Speaking on the second day of talks in Amsterdam, Jeroen Dijsselbloem, the finance minister of the Netherlands, which holds the EU's rotating presidency, said: "The sense of urgency is definitely much bigger.
"We've been [so] very busy competing with each other ... that big companies tend not to pay taxes."
The 28 EU member states are "very committed to close the gaps," added Dijsselbloem, the president of the Eurogroup of eurozone finance ministers.
Among the measures, the EU will propose a joint list of tax havens to expose jurisdictions used by European individuals and companies to evade or minimise tax.

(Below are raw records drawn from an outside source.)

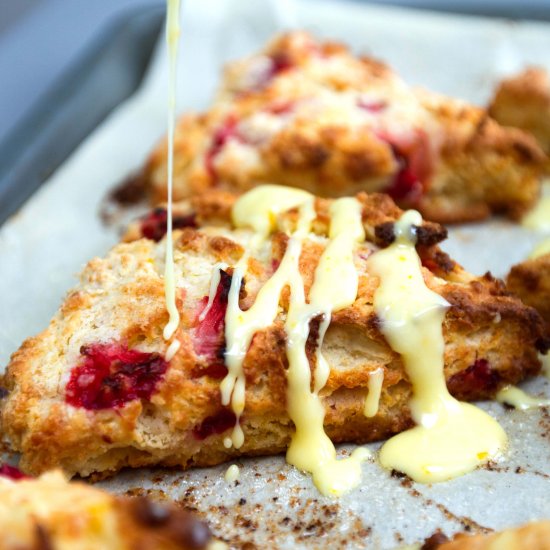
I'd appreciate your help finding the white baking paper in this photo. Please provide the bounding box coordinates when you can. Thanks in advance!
[0,0,550,548]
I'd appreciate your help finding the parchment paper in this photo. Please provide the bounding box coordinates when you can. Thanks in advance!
[0,0,550,548]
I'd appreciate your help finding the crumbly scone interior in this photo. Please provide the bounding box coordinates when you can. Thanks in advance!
[143,32,546,223]
[2,189,543,475]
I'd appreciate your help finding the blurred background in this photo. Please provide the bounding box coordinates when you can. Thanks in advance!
[0,0,550,142]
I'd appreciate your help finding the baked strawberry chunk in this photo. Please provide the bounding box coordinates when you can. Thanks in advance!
[193,409,237,441]
[380,131,432,205]
[141,208,197,242]
[193,270,231,379]
[65,343,168,410]
[447,359,501,397]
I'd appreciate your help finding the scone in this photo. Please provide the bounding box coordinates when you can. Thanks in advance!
[430,520,550,550]
[0,467,210,550]
[142,32,545,223]
[1,192,547,476]
[506,252,550,334]
[489,67,550,154]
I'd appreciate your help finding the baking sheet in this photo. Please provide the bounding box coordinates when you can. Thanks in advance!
[0,0,550,548]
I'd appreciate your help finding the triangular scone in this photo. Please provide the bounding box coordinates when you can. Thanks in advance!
[2,192,544,475]
[0,466,210,550]
[142,32,546,223]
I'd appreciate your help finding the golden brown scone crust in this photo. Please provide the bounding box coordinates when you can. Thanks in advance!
[489,67,550,154]
[143,32,546,223]
[433,520,550,550]
[506,254,550,334]
[0,471,210,550]
[1,192,544,476]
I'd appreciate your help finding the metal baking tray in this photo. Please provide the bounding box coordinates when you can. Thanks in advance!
[0,6,164,224]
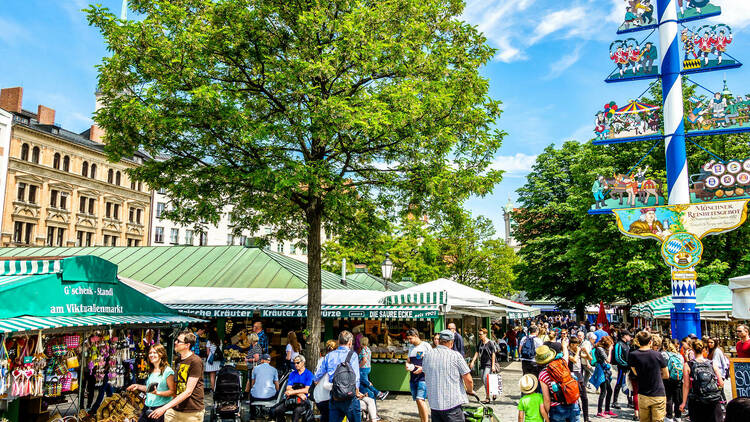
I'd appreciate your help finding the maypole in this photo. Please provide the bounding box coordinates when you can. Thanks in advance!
[589,0,750,339]
[657,0,701,339]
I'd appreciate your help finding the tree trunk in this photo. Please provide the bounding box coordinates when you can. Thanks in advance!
[305,207,323,371]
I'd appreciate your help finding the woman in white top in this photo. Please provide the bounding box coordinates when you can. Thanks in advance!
[204,331,221,391]
[286,331,302,371]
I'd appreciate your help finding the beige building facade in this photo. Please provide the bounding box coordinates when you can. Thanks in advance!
[0,87,151,247]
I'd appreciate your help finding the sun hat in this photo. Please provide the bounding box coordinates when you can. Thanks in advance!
[518,374,539,394]
[439,330,455,341]
[534,346,555,365]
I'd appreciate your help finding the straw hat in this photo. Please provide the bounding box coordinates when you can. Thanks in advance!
[534,346,555,365]
[518,374,539,394]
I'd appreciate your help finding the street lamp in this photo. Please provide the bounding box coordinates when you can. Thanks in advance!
[380,253,393,290]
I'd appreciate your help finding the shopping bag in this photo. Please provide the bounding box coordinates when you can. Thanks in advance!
[484,374,500,397]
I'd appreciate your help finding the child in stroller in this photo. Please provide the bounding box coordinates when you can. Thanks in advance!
[210,365,242,422]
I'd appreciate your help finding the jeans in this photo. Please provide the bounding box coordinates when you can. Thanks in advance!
[549,403,581,422]
[328,398,362,422]
[430,406,466,422]
[576,370,589,422]
[359,368,380,399]
[597,377,612,413]
[664,379,682,419]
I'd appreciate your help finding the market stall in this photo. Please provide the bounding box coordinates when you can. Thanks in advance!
[0,256,200,422]
[630,283,736,342]
[149,287,440,391]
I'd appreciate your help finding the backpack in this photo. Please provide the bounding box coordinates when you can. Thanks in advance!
[689,360,721,403]
[331,350,359,401]
[547,359,581,404]
[521,336,536,359]
[666,352,683,381]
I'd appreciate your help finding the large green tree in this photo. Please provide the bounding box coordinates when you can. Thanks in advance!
[87,0,502,366]
[513,118,750,314]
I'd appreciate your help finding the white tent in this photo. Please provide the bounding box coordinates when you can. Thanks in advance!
[382,278,539,319]
[729,274,750,319]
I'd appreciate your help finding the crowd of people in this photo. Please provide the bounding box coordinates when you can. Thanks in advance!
[502,316,750,422]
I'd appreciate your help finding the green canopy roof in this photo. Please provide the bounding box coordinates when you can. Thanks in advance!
[631,283,732,319]
[0,256,197,332]
[346,272,406,292]
[0,246,367,290]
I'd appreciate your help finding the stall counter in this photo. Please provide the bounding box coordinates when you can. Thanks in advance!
[370,362,411,393]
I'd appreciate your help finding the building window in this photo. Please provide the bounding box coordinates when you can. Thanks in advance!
[47,226,65,246]
[58,192,68,210]
[76,230,94,246]
[29,185,38,204]
[154,227,164,243]
[16,182,26,202]
[13,221,34,245]
[156,202,166,218]
[21,144,29,161]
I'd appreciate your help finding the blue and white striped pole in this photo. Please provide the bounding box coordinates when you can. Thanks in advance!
[657,0,701,339]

Pierre Moscovici, the European economic affairs commissioner, said: "There is unanimous support that Europe create its own list of tax havens by this summer."
EU countries already have individual lists based on differing criteria, which could make drawing up a unified register difficult.
The ministers also supported a proposal to automatically exchange data in order to expose the real owners of shell companies.
Britain, France, Germany, Italy and Spain unveiled the measure at the G20 talks in Washington DC earlier this month.
The French finance minister, Michel Sapin, said "there is an assumed and converging willingness to fight any anonymous mechanisms" that aid tax evasion and money laundering.
EU member states will begin talks next week on new rules requiring big companies operating in Europe to make public what they earn in each country, Dijsselbloem said.
Country-by-country reporting has long been a key demand of tax activists, who accuse big corporations of secretly shifting profits to low-tax jurisdictions, often through the use of shell companies.
EU governments are divided on the proposal, with some arguing that sensitive corporate data should remain exclusive to tax authorities and not be made public.
Austria's finance minister, Hans Jörg Schelling, said: "I think we should not overshoot in tackling these things out of the hysteria on Panama."